Just as pundits predicted, the billion euro losses as a result of the collapse of BES continue.
Today (Saturday) media reports claim the government has “admitted” the need for a new cash injection for Novo Banco, the bank that ‘rose’ (very much like a lead balloon) from BES’ ashes.
This is following the bank’s ‘bargain basement sale’ to US equity fund Lone Star, which critics warned was ‘not what it appeared to be’ (click here).
Observador reports this afternoon that while under-secretary of state for finance Mourinho Félix “admits the State may have to inject money into Novo Banco”, it “will not have an additional impact on the debt”.
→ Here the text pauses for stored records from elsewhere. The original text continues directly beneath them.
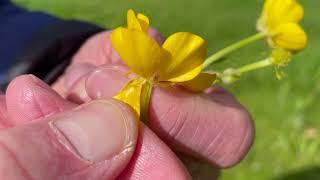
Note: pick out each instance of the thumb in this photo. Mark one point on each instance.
(93, 141)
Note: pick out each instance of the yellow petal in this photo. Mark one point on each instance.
(290, 37)
(276, 12)
(201, 82)
(144, 22)
(188, 52)
(138, 23)
(130, 94)
(138, 50)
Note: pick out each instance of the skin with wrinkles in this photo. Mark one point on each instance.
(211, 126)
(31, 151)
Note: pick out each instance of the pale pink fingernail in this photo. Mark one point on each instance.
(97, 131)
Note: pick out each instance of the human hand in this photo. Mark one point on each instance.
(211, 126)
(43, 136)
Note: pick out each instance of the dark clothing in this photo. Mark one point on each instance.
(37, 43)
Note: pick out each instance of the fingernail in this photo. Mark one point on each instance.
(97, 131)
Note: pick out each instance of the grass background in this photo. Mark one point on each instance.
(286, 112)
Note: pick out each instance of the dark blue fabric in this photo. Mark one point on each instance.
(16, 27)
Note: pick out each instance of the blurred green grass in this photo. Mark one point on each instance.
(286, 112)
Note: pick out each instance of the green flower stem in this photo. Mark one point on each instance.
(254, 66)
(145, 100)
(222, 53)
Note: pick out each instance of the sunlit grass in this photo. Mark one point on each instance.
(286, 112)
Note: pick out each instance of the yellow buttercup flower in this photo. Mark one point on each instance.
(179, 60)
(280, 21)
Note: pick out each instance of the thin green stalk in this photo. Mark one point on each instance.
(222, 53)
(145, 101)
(254, 66)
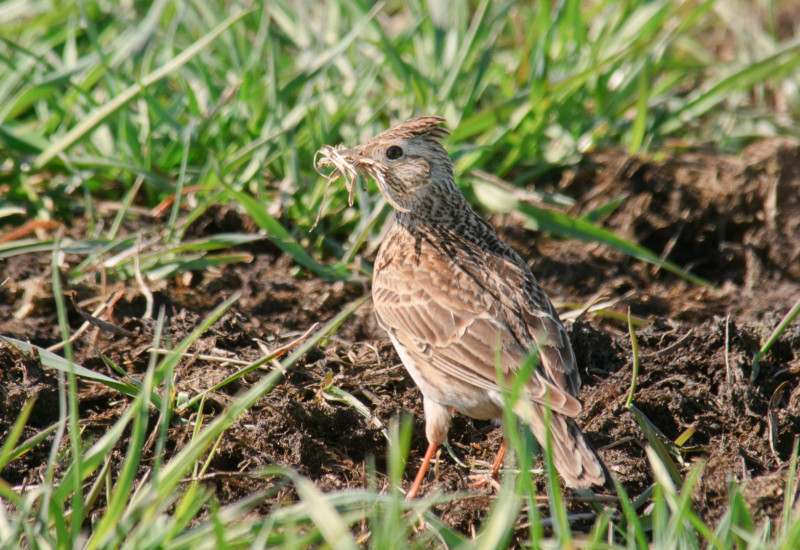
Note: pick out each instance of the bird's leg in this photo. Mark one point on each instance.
(493, 478)
(412, 492)
(498, 461)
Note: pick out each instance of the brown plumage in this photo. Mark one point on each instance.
(446, 288)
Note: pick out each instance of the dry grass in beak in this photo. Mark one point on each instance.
(341, 168)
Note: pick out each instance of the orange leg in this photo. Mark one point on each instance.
(412, 492)
(498, 462)
(481, 480)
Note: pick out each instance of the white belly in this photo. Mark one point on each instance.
(465, 398)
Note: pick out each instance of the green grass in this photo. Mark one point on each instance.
(109, 108)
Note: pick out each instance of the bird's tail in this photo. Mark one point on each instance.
(573, 456)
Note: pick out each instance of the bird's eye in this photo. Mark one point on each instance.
(394, 152)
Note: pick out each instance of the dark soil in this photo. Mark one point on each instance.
(733, 220)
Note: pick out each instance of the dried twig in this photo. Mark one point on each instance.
(342, 167)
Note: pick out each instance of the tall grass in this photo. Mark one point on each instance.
(107, 108)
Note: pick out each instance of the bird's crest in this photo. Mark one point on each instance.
(424, 126)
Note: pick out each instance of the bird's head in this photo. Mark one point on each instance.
(409, 165)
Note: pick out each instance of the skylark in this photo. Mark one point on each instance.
(448, 290)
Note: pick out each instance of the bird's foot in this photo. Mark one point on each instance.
(479, 481)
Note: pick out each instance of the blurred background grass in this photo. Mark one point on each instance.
(136, 102)
(111, 109)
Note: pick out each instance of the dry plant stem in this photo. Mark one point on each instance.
(148, 312)
(331, 157)
(85, 326)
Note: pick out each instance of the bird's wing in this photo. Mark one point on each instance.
(453, 309)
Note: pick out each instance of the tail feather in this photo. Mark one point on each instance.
(573, 456)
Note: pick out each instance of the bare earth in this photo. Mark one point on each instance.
(732, 220)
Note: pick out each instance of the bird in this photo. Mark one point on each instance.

Described as finance minister Mário Centeno’s “number two” Félix shied away from trying to hazard the bottom line cost, though reports cut to the chase:
“The contract allows for the Resolution Fund (made up from money from Portugal’s banks) to inject up to 850 million euros per year into Novo Banco with money loaned by the State”, said Expresso.
“Novo Banco hasn’t yet presented its results for last year, but up to September it had already registered losses to the order of 420 million euros”.
The trouble with today’s stories is that none are referring directly to the fact that the Resolution Fund “has no money”.
Answering questions on TSF radio, Mourinho Félix said that the injection of capital into Novo Banco would only affect Portugal’s public debt “if it was necessary to go to the markets for a loan to the Resolution Fund” – which, he suggests unlikely as the government has enough money in its financial plan to “accommodate” whatever is needed.